I know, I know. Most of you are already hip to HIP, and that, too, bears celebrating.
HIP stands for Historically Informed Performance, which sounds fairly daunting and perhaps even a bit boring. But, in fact, it is what PBO has always done and which you have been enjoying since your first concert with us. (Now, doesn’t that make you feel positively brilliant?)
HIP is the use of instruments like the ones Baroque composers wrote for. It’s an exploration into what never made it onto those pages of music, but which the performers of the day knew to do. And it’s just plain fun.
What, inquiring minds want to know, makes it so much fun? The list could be long, but this article should be short, so I’ll just get the discussion started.
My favorite reason is the constant sense of discovery. Since Baroque composers rarely notated whether something should be played loud or soft, short or long, whether the phrase moves toward this note or that, much was left up to the performers. Which provides ample opportunities for a fresh approach. There have been years when we played Handel’s Messiah on four consecutive days, and each one was different, made so by the raised eyebrow or other body language of the conductor/harpsichordist. To have the director trust you to adapt on the spot, in front of an audience, is a heady feeling. As is the joy of discovering new possibilities in a well known work.
Monica Huggett, PBO’s Artistic Director, is a master of interpretation. She can play a phrase so convincingly you’re sure that is The Way it should sound. Then she’ll stand the phrase on its head, and you’ll say, “Oh, wait. That’s the way it’s supposed to go.” And the next day, she’ll . . .
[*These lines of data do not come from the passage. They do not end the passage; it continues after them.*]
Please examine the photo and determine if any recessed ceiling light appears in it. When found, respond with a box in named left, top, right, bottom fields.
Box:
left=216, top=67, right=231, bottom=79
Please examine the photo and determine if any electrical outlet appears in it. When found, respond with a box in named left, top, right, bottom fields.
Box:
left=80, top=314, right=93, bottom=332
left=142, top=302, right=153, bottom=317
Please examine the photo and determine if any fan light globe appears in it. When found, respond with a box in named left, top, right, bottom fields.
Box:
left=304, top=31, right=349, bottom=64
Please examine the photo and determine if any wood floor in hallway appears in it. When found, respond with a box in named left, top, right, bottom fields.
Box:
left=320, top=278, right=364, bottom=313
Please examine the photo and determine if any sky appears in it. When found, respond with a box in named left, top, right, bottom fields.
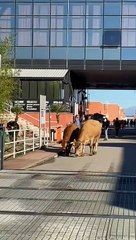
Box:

Time out here to relay a favorite anecdote. Several years ago, Ton Koopman, director of the Amsterdam Baroque Orchestra and a generous mentor and guest artist with PBO, was conducting a major modern symphony orchestra. Now, Ton, like Monica, loves to delve into a work’s possibilities, something apparently unappreciated by the reviewer, who took him to task for “micromanaging” the orchestra. The print went something like, “These musicians know their Beethoven symphonies. All you have to do is get them started, and they can take it from there.” Yawn. Please note, this is (thankfully) by no means the universal approach in modern orchestras. But with HIP, the joy truly is in the details.
In my 30 years as a violinist with PBO, this has always been the absolutely best time of year: the opening of a new season. Just think of all the delectable concerts you have stretching out before you. As you listen to this all-Vivaldi concert, take note of the word painting which is sure to be embedded in the vocal pieces. Bask in the nuances and energy, as the orchestra brings the instrumental works to life.
With all this in store, don’t you feel just a wee bit sorry for your friends who perhaps suffer from baroqueophobia? The ones who think they’d be bored silly at a concert of 17th- and 18th-century music? Now is your chance to do a Good Deed. Bring them with you. I still remember one of my students telling me about her mother’s reaction at a PBO concert. The poor woman must have braced herself for tedium, because partway through, she leaned over to her daughter and said, “This is Baroque music??? I like this!”
Your turn to spread the word. The PBO experience truly is owed to joy. And if you tell your friends that, they will think you’re bringing them to a performance of Beethoven’s Ninth, and they’ll be hooked before you know it.